A little more than six months into the pandemic, the rosy projections of a return to normalcy for tourism by the fourth quarter have all but vanished. Indeed, few will disagree now that Covid-19 is a long-term disruption, and the recession it will bring will likely go on for even longer.

While no two countries will emerge from a post-Covid world in the exact same shape, there are several factors that make some particularly vulnerable to a long-term upset - so much so that they may have to turn to a new economic growth strategy.

An analysis done by Hasnain Malik, head of equity research at Tellimer, separates emerging markets into two main categories: defensive and vulnerable. The former includes nations that have a high domestic tourism contribution to gross domestic product pre-pandemic (more than 5 percent) coupled with a less than 5 percent of GDP coming from international tourism. Countries in this category include China and India.

The vulnerable category are countries that have a low domestic tourism contribution to GDP, and high international contribution, using the same 5 percent threshold. Examples of this category include Morocco, Mauritius, Croatia, Turkey, Iceland, Jamaica, and Barbados.

But even for countries that fall into the defensive category, Malik writes, it won't be easy. "Of course, from an economic growth and balance of payments perspective, domestic 'staycationers' are a poor substitute for visitors from overseas. Typically, their trips are shorter in length, they spend less and they spend almost entirely in local currency ... Nevertheless, until the world has put Covid-19 behind it, it is better to have the domestic tourist segment than not."

The impact will no doubt be deep up and down travel and tourism's extensive economic supply chain in these countries, some parts less visible than others, from linen suppliers to hotels to baggage handlers at local airports to t-shirt and souvenir hawkers working the beaches.

An International Monetary Fund report in August said that countries that could see tourism losses exceed 2 percent of GDP in dollar amounts include Thailand, Greece, Portugal, Morocco, Turkey, and Costa Rica. China may be set to see a modest gain, because Chinese tourists normally spend more money overseas than visitors to China do.

Dimitrios Buhalis, a professor of tourism at Bournemouth University, told Skift that countries which can temporarily divert their tourism workforce to other industries, such as to agriculture or fishing, may be able to weather the storm and see their tourism economies pick up where they left off, eventually. He pointed to the example of Bali, Indonesia, where the tourism workforce has largely shifted to more traditional economic means - certainly not without hardship.

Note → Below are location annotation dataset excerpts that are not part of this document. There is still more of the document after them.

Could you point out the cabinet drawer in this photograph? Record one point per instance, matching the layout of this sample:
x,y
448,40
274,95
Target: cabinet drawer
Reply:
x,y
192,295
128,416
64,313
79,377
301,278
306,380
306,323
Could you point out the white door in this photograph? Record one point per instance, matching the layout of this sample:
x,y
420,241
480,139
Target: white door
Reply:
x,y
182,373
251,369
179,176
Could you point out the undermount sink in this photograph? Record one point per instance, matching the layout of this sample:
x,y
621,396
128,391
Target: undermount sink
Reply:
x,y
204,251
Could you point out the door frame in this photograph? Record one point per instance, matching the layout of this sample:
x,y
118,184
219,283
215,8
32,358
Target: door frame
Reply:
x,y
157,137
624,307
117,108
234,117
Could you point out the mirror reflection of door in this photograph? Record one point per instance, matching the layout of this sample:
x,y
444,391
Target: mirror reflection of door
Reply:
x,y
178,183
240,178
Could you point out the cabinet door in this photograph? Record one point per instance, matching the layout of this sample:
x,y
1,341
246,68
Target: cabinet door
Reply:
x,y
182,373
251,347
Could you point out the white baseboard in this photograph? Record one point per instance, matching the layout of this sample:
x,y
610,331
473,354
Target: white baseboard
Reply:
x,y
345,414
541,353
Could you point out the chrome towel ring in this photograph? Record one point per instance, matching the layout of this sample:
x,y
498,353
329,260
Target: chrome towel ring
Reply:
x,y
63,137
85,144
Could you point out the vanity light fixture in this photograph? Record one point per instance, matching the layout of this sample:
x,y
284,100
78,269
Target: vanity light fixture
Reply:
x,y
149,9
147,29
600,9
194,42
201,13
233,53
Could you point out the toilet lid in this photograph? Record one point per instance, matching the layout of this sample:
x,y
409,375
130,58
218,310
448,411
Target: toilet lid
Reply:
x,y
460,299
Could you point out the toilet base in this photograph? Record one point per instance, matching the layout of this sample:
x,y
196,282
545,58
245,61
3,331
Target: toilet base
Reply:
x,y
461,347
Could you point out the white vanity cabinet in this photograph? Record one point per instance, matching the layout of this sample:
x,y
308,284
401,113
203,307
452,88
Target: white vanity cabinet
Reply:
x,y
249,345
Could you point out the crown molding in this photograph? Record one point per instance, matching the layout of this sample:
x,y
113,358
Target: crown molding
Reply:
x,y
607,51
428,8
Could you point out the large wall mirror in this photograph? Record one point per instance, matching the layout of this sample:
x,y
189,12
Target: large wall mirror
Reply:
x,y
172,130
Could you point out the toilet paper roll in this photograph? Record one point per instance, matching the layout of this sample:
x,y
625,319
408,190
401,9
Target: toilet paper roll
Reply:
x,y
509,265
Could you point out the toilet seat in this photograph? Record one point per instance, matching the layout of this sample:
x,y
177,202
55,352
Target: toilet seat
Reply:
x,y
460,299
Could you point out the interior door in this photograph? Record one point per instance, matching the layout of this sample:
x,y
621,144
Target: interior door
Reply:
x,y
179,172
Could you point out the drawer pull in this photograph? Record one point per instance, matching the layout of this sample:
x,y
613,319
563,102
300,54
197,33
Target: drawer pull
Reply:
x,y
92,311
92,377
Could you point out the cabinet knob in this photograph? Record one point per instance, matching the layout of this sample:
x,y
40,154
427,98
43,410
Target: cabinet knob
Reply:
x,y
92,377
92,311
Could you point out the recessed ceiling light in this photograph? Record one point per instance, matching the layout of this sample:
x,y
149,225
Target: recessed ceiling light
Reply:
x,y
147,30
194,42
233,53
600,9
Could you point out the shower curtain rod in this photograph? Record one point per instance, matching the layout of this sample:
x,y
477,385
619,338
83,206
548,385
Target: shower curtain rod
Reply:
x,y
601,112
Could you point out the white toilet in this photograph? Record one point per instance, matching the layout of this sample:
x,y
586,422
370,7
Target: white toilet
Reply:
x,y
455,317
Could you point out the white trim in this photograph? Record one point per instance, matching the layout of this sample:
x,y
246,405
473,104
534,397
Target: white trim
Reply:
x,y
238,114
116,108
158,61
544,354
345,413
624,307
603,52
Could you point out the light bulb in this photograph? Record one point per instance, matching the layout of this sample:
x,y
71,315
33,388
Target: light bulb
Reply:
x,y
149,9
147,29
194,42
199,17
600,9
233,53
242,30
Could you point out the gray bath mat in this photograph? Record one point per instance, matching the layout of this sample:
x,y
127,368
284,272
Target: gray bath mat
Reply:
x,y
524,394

But, Buhalis said, "where it's more difficult is where tourism is 60, 70, 80 percent of the local economy and where you don't have a local domestic market. Places where the country is small, geography does not support easy accessibility, and the social classes are very structured." He noted that some Greek islands and countries such as the Maldives fall into this category.

Conversely, Buhalis said the emerging markets that will fare the best during Covid are those that have a large domestic population, an income distribution which means a sizeable percentage of locals can afford to travel, and the geography and infrastructure that allows them to do so.

Though he believes that tourism will recover - "we've seen how many people are desperate to travel" - he thinks the current moment represents something of a "fallow period" for tourism, one where governments who have already invested in tourism economies should continue to build up infrastructure and make industries more efficient for what he sees as tourism's inevitable return.

"Apart from the health crisis we're about to experience a major global recession beyond belief and that will damage tourism and will create a range of initiatives to prepare us for the next day," Buhalis said. "We need to improve efficiency and we need to improve the way that we manage tourism."